I believe it would be different because Christ's role as mediator directly applies to mediating communion between us and the Godhead. Covenant head could include that I suppose, but not necessarily. Mediator is a more specific title.


----------



## W.C. Dean (Jun 18, 2020)

Question 38: Why was it requisite that the Mediator should be God? 
Answer: It was requisite that the Mediator should be God, that he might sustain and keep the human nature from sinking under the infinite wrath of God, and the power of death; give worth and efficacy to his sufferings, obedience, and intercession; and to satisfy God’s justice, procure his favor, purchase a peculiar people, give his Spirit to them, conquer all their enemies, and bring them to everlasting salvation. 

WLC 38


----------



## brandonadams (Jun 18, 2020)

1) I do not believe that the roles of Adam and Christ as covenant heads were equal. Yes, when Adam fell, we fell in him. However, I don't see it taught in Scripture (explicitly or by necessary consequence) that if Adam had obeyed/passed probation, then all of his offspring would have inherited eternal life. I believe that they too would have had to obey perfectly. The reason that is not the case with us is because Christ bears our guilt as part of his federal headship. That is not something Adam did. That was not part of our covenantal relationship with him. We were not wed to Adam, wherein we shared all things. In short, their headships shared some common properties, but not all.

2) A mediator mediates between two parties, particularly parties at variance. I don't see Adam doing this.

Reactions: Like 2


----------



## Contra_Mundum (Jun 18, 2020)

I don't think the two terms are synonyms. To be a federal head might put one in position to be a mediator, but I would not want to assert that was integral to the position.

I do think Adam was both a covenant head, and a mediator in the covenant of works, and also later a typological or subordinate mediator in the covenant of grace (I say that by inference, because there is so little further said of his post-lapsarian acts).

He represented all men, and they sinned in him and fell with him in his first transgression. It appears undeniable to me that if one, then the other. If his disobedience could be (and was) imputed to his children; then his obedience could also be imputed to them, besides they would have been born "spiritual" in the 1Cor.15:46 sense, inasmuch as their parents would have been raised to that position from their first estate, their children then bearing their new nature.

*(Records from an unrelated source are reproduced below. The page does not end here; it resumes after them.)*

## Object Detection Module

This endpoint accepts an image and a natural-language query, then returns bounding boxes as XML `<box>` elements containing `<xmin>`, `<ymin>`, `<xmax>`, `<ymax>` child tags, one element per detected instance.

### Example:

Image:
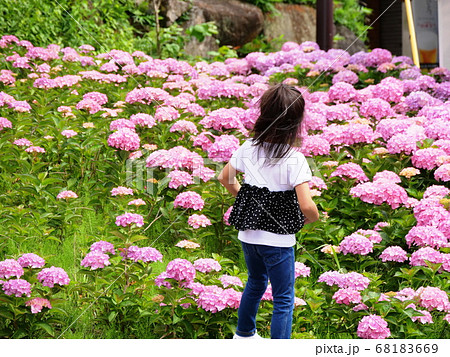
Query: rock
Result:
<box><xmin>264</xmin><ymin>4</ymin><xmax>316</xmax><ymax>49</ymax></box>
<box><xmin>183</xmin><ymin>7</ymin><xmax>219</xmax><ymax>58</ymax></box>
<box><xmin>192</xmin><ymin>0</ymin><xmax>264</xmax><ymax>47</ymax></box>
<box><xmin>160</xmin><ymin>0</ymin><xmax>191</xmax><ymax>27</ymax></box>
<box><xmin>333</xmin><ymin>25</ymin><xmax>367</xmax><ymax>55</ymax></box>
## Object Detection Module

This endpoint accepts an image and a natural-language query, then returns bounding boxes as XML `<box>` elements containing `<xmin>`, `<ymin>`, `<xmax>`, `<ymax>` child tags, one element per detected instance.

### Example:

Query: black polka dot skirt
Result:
<box><xmin>228</xmin><ymin>184</ymin><xmax>305</xmax><ymax>234</ymax></box>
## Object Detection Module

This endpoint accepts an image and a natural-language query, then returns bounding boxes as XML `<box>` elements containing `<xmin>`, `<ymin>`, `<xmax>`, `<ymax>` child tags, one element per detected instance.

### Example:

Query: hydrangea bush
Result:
<box><xmin>0</xmin><ymin>35</ymin><xmax>450</xmax><ymax>338</ymax></box>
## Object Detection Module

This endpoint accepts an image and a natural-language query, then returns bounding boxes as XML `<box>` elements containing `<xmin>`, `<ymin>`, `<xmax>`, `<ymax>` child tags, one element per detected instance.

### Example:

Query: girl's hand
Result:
<box><xmin>295</xmin><ymin>182</ymin><xmax>319</xmax><ymax>224</ymax></box>
<box><xmin>218</xmin><ymin>163</ymin><xmax>241</xmax><ymax>197</ymax></box>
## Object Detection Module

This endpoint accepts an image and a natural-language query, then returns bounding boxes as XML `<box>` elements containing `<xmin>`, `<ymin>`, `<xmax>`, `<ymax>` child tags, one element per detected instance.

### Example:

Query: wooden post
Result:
<box><xmin>316</xmin><ymin>0</ymin><xmax>334</xmax><ymax>51</ymax></box>
<box><xmin>405</xmin><ymin>0</ymin><xmax>420</xmax><ymax>68</ymax></box>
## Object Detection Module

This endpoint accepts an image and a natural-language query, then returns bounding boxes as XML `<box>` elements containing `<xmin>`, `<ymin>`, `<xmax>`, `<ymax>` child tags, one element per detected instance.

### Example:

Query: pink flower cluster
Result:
<box><xmin>173</xmin><ymin>191</ymin><xmax>205</xmax><ymax>210</ymax></box>
<box><xmin>111</xmin><ymin>186</ymin><xmax>133</xmax><ymax>196</ymax></box>
<box><xmin>56</xmin><ymin>190</ymin><xmax>78</xmax><ymax>200</ymax></box>
<box><xmin>317</xmin><ymin>271</ymin><xmax>370</xmax><ymax>290</ymax></box>
<box><xmin>194</xmin><ymin>258</ymin><xmax>222</xmax><ymax>273</ymax></box>
<box><xmin>339</xmin><ymin>233</ymin><xmax>373</xmax><ymax>255</ymax></box>
<box><xmin>17</xmin><ymin>253</ymin><xmax>45</xmax><ymax>268</ymax></box>
<box><xmin>197</xmin><ymin>285</ymin><xmax>242</xmax><ymax>313</ymax></box>
<box><xmin>126</xmin><ymin>245</ymin><xmax>163</xmax><ymax>263</ymax></box>
<box><xmin>0</xmin><ymin>259</ymin><xmax>24</xmax><ymax>279</ymax></box>
<box><xmin>116</xmin><ymin>212</ymin><xmax>144</xmax><ymax>227</ymax></box>
<box><xmin>219</xmin><ymin>275</ymin><xmax>244</xmax><ymax>288</ymax></box>
<box><xmin>357</xmin><ymin>315</ymin><xmax>391</xmax><ymax>339</ymax></box>
<box><xmin>81</xmin><ymin>251</ymin><xmax>111</xmax><ymax>270</ymax></box>
<box><xmin>416</xmin><ymin>286</ymin><xmax>450</xmax><ymax>312</ymax></box>
<box><xmin>188</xmin><ymin>214</ymin><xmax>211</xmax><ymax>229</ymax></box>
<box><xmin>380</xmin><ymin>246</ymin><xmax>408</xmax><ymax>263</ymax></box>
<box><xmin>165</xmin><ymin>258</ymin><xmax>195</xmax><ymax>282</ymax></box>
<box><xmin>207</xmin><ymin>135</ymin><xmax>243</xmax><ymax>162</ymax></box>
<box><xmin>350</xmin><ymin>179</ymin><xmax>408</xmax><ymax>209</ymax></box>
<box><xmin>167</xmin><ymin>170</ymin><xmax>194</xmax><ymax>189</ymax></box>
<box><xmin>330</xmin><ymin>162</ymin><xmax>369</xmax><ymax>182</ymax></box>
<box><xmin>37</xmin><ymin>266</ymin><xmax>70</xmax><ymax>288</ymax></box>
<box><xmin>25</xmin><ymin>297</ymin><xmax>52</xmax><ymax>314</ymax></box>
<box><xmin>2</xmin><ymin>279</ymin><xmax>31</xmax><ymax>297</ymax></box>
<box><xmin>405</xmin><ymin>226</ymin><xmax>448</xmax><ymax>248</ymax></box>
<box><xmin>90</xmin><ymin>240</ymin><xmax>116</xmax><ymax>255</ymax></box>
<box><xmin>294</xmin><ymin>262</ymin><xmax>311</xmax><ymax>278</ymax></box>
<box><xmin>333</xmin><ymin>288</ymin><xmax>362</xmax><ymax>305</ymax></box>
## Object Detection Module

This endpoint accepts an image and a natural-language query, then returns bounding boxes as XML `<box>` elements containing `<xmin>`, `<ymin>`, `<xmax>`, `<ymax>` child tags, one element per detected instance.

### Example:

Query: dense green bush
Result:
<box><xmin>245</xmin><ymin>0</ymin><xmax>372</xmax><ymax>41</ymax></box>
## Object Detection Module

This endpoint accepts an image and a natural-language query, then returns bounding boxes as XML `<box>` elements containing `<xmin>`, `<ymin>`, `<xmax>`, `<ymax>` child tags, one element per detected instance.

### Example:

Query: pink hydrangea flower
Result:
<box><xmin>13</xmin><ymin>138</ymin><xmax>33</xmax><ymax>146</ymax></box>
<box><xmin>166</xmin><ymin>258</ymin><xmax>195</xmax><ymax>282</ymax></box>
<box><xmin>61</xmin><ymin>129</ymin><xmax>78</xmax><ymax>138</ymax></box>
<box><xmin>411</xmin><ymin>148</ymin><xmax>446</xmax><ymax>170</ymax></box>
<box><xmin>207</xmin><ymin>135</ymin><xmax>239</xmax><ymax>162</ymax></box>
<box><xmin>409</xmin><ymin>247</ymin><xmax>442</xmax><ymax>266</ymax></box>
<box><xmin>295</xmin><ymin>262</ymin><xmax>311</xmax><ymax>278</ymax></box>
<box><xmin>17</xmin><ymin>253</ymin><xmax>45</xmax><ymax>268</ymax></box>
<box><xmin>357</xmin><ymin>314</ymin><xmax>391</xmax><ymax>339</ymax></box>
<box><xmin>108</xmin><ymin>128</ymin><xmax>141</xmax><ymax>151</ymax></box>
<box><xmin>330</xmin><ymin>162</ymin><xmax>369</xmax><ymax>182</ymax></box>
<box><xmin>128</xmin><ymin>198</ymin><xmax>146</xmax><ymax>206</ymax></box>
<box><xmin>175</xmin><ymin>239</ymin><xmax>200</xmax><ymax>249</ymax></box>
<box><xmin>81</xmin><ymin>251</ymin><xmax>111</xmax><ymax>270</ymax></box>
<box><xmin>170</xmin><ymin>120</ymin><xmax>198</xmax><ymax>134</ymax></box>
<box><xmin>130</xmin><ymin>113</ymin><xmax>156</xmax><ymax>128</ymax></box>
<box><xmin>350</xmin><ymin>180</ymin><xmax>408</xmax><ymax>209</ymax></box>
<box><xmin>192</xmin><ymin>165</ymin><xmax>216</xmax><ymax>182</ymax></box>
<box><xmin>0</xmin><ymin>117</ymin><xmax>12</xmax><ymax>131</ymax></box>
<box><xmin>188</xmin><ymin>214</ymin><xmax>211</xmax><ymax>229</ymax></box>
<box><xmin>339</xmin><ymin>233</ymin><xmax>373</xmax><ymax>255</ymax></box>
<box><xmin>406</xmin><ymin>304</ymin><xmax>433</xmax><ymax>324</ymax></box>
<box><xmin>355</xmin><ymin>229</ymin><xmax>383</xmax><ymax>243</ymax></box>
<box><xmin>194</xmin><ymin>258</ymin><xmax>222</xmax><ymax>273</ymax></box>
<box><xmin>173</xmin><ymin>191</ymin><xmax>205</xmax><ymax>210</ymax></box>
<box><xmin>219</xmin><ymin>275</ymin><xmax>244</xmax><ymax>288</ymax></box>
<box><xmin>90</xmin><ymin>240</ymin><xmax>116</xmax><ymax>254</ymax></box>
<box><xmin>359</xmin><ymin>98</ymin><xmax>394</xmax><ymax>120</ymax></box>
<box><xmin>197</xmin><ymin>285</ymin><xmax>229</xmax><ymax>313</ymax></box>
<box><xmin>328</xmin><ymin>82</ymin><xmax>358</xmax><ymax>102</ymax></box>
<box><xmin>405</xmin><ymin>226</ymin><xmax>448</xmax><ymax>248</ymax></box>
<box><xmin>423</xmin><ymin>185</ymin><xmax>450</xmax><ymax>198</ymax></box>
<box><xmin>416</xmin><ymin>286</ymin><xmax>449</xmax><ymax>311</ymax></box>
<box><xmin>109</xmin><ymin>118</ymin><xmax>136</xmax><ymax>131</ymax></box>
<box><xmin>56</xmin><ymin>190</ymin><xmax>78</xmax><ymax>200</ymax></box>
<box><xmin>380</xmin><ymin>246</ymin><xmax>408</xmax><ymax>263</ymax></box>
<box><xmin>434</xmin><ymin>164</ymin><xmax>450</xmax><ymax>182</ymax></box>
<box><xmin>37</xmin><ymin>266</ymin><xmax>70</xmax><ymax>288</ymax></box>
<box><xmin>25</xmin><ymin>298</ymin><xmax>52</xmax><ymax>314</ymax></box>
<box><xmin>83</xmin><ymin>92</ymin><xmax>108</xmax><ymax>105</ymax></box>
<box><xmin>333</xmin><ymin>288</ymin><xmax>362</xmax><ymax>305</ymax></box>
<box><xmin>111</xmin><ymin>186</ymin><xmax>133</xmax><ymax>196</ymax></box>
<box><xmin>2</xmin><ymin>279</ymin><xmax>31</xmax><ymax>297</ymax></box>
<box><xmin>0</xmin><ymin>259</ymin><xmax>24</xmax><ymax>279</ymax></box>
<box><xmin>223</xmin><ymin>206</ymin><xmax>233</xmax><ymax>226</ymax></box>
<box><xmin>167</xmin><ymin>170</ymin><xmax>194</xmax><ymax>189</ymax></box>
<box><xmin>317</xmin><ymin>271</ymin><xmax>370</xmax><ymax>290</ymax></box>
<box><xmin>126</xmin><ymin>245</ymin><xmax>163</xmax><ymax>263</ymax></box>
<box><xmin>25</xmin><ymin>146</ymin><xmax>45</xmax><ymax>153</ymax></box>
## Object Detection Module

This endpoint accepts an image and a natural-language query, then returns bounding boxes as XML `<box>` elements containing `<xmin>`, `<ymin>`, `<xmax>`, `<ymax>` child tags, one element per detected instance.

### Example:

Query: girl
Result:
<box><xmin>219</xmin><ymin>84</ymin><xmax>319</xmax><ymax>338</ymax></box>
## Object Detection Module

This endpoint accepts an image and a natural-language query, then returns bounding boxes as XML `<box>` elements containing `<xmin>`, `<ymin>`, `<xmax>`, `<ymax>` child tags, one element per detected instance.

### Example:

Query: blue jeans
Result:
<box><xmin>236</xmin><ymin>242</ymin><xmax>295</xmax><ymax>339</ymax></box>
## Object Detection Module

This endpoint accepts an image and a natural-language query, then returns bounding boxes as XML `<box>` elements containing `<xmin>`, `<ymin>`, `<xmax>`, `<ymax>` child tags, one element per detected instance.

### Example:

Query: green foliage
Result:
<box><xmin>246</xmin><ymin>0</ymin><xmax>372</xmax><ymax>41</ymax></box>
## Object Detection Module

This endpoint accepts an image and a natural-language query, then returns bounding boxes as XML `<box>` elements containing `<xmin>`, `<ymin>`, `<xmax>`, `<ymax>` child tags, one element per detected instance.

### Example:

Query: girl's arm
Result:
<box><xmin>295</xmin><ymin>182</ymin><xmax>319</xmax><ymax>224</ymax></box>
<box><xmin>218</xmin><ymin>163</ymin><xmax>241</xmax><ymax>197</ymax></box>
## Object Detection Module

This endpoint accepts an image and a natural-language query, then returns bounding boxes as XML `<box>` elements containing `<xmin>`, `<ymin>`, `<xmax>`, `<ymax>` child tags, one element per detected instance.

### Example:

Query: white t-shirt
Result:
<box><xmin>229</xmin><ymin>139</ymin><xmax>312</xmax><ymax>247</ymax></box>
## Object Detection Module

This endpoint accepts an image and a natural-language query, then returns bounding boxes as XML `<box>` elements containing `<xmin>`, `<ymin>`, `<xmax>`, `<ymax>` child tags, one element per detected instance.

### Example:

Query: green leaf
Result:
<box><xmin>35</xmin><ymin>322</ymin><xmax>55</xmax><ymax>337</ymax></box>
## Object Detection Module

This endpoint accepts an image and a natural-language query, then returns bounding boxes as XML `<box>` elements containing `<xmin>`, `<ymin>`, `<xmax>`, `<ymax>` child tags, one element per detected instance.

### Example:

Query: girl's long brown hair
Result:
<box><xmin>251</xmin><ymin>84</ymin><xmax>305</xmax><ymax>159</ymax></box>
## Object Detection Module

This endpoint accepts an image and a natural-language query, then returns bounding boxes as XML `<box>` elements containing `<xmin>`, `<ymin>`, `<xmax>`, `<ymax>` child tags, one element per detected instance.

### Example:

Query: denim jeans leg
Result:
<box><xmin>266</xmin><ymin>243</ymin><xmax>295</xmax><ymax>339</ymax></box>
<box><xmin>236</xmin><ymin>242</ymin><xmax>268</xmax><ymax>336</ymax></box>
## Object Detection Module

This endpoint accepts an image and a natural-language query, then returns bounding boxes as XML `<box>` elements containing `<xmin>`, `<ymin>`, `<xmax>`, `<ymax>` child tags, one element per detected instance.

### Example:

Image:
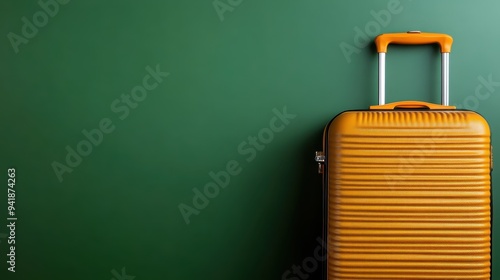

They certainly bear the parents' changed/deformed nature after the fall.

Adam mediated the word of God to his wife, even before the fall. Thus, he functioned in the role of prophet to her. It is reasonable to infer that he also had principal dominion, as Adam was formed first, then Eve, 1Tim.2:13, so her king. His priesthood (on her behalf) is entailed by the other two functions; and is further confirmed by abundant temple-imagery/language that permeates the original creation story.

Mediation is not purely a requirement of reconciliation; it is also needful when overcoming difference in position/status; there is a utilitarian factor for the sake of communication. Sure, God could if he wanted speak to everyone at once or individually, letting everyone know immediately and ideally what his will was. However, he clearly did not do that, even from the beginning. He built-in the need for some kind of mediation.

Reactions: Like 1


----------



## Ben Zartman (Jun 18, 2020)

Will Christ continue to be our mediator in glory, when we are in God's, er, immediate presence? Surely He will still be our head, but does His mediatorial office cease?


----------



## Contra_Mundum (Jun 18, 2020)

He is THE Mediator. God comes to us, he brings us to himself, IN the Lord Jesus Christ. We have no other (or unmediated) experience of the ultimate Holiness beside Him. No being could endure such consuming fire, no matter its purity. Even the angels only get so close, and they cover themselves.

Reactions: Like 1


----------